# Puppy biting his own tail.



## RebeccaSierra24 (Jul 25, 2011)

This seems like it would be a bad thing for him to do. He sometimes bites himself if he can't reach his tail.

Anyone else having this problem? Is this bad?

I've been replacing his body with a toy but he gets bored and bites his tail again..


----------



## KZoppa (Aug 14, 2010)

have you checked him for fleas or spoken with your vet about it? Tail chasing can be a damaging OCD behavior so distracting him with toys instead is a good start. Talk to your vet and see what they say.


----------



## RebeccaSierra24 (Jul 25, 2011)

Just looked at his tail.
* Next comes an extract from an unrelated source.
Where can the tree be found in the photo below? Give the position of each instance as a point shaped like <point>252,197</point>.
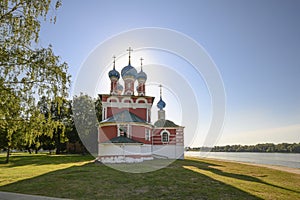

Seems to be some brown/white flakes on one localized spot. Couldn't find it anywhere else on his tail or body. 

Sound like anything?
There are no fleas.
I'll be going to the vet if he keeps going or if it worsens.


----------



## KZoppa (Aug 14, 2010)

what you're seeing could easily be flea dirt or he could have very dry skin. Just like us, when their skin dries out they get itchy too. Hope your vet has some ideas.


----------



## MicheleMarie (Mar 29, 2011)

my puppy does the same thing-he will sometimes chase his tail in circles and then sort of bite it. I add eggs and yogurt to his diet and the itching has stopped-but like someone posted earlier this can turn into a horrible HORRIBLE OCD habbit and should be stopped immedietely. When my pup does it I now correct first and then distract with a toy. I want him to know that it's bad and I don't want him doing it...but he's 7 months now..if he was younger I would just distract with a toy at first.


----------



## carmspack (Feb 2, 2011)

this can develop into a real horrible compulsive problem --- don't encourage it by making him "do the trick" don't laugh . This is behavioural , not fleas , or diet. I know of dogs that have damaged themselves so much that the tail has been amputated and the dog stills tries to catch a phantom tail.
Carmen
Carmspack Working German Shepherd Dogs


----------



## RebeccaSierra24 (Jul 25, 2011)

He hasn't done it for a while (THANK GOD!!). However, he still keeps biting/niggling/nibbling on his legs..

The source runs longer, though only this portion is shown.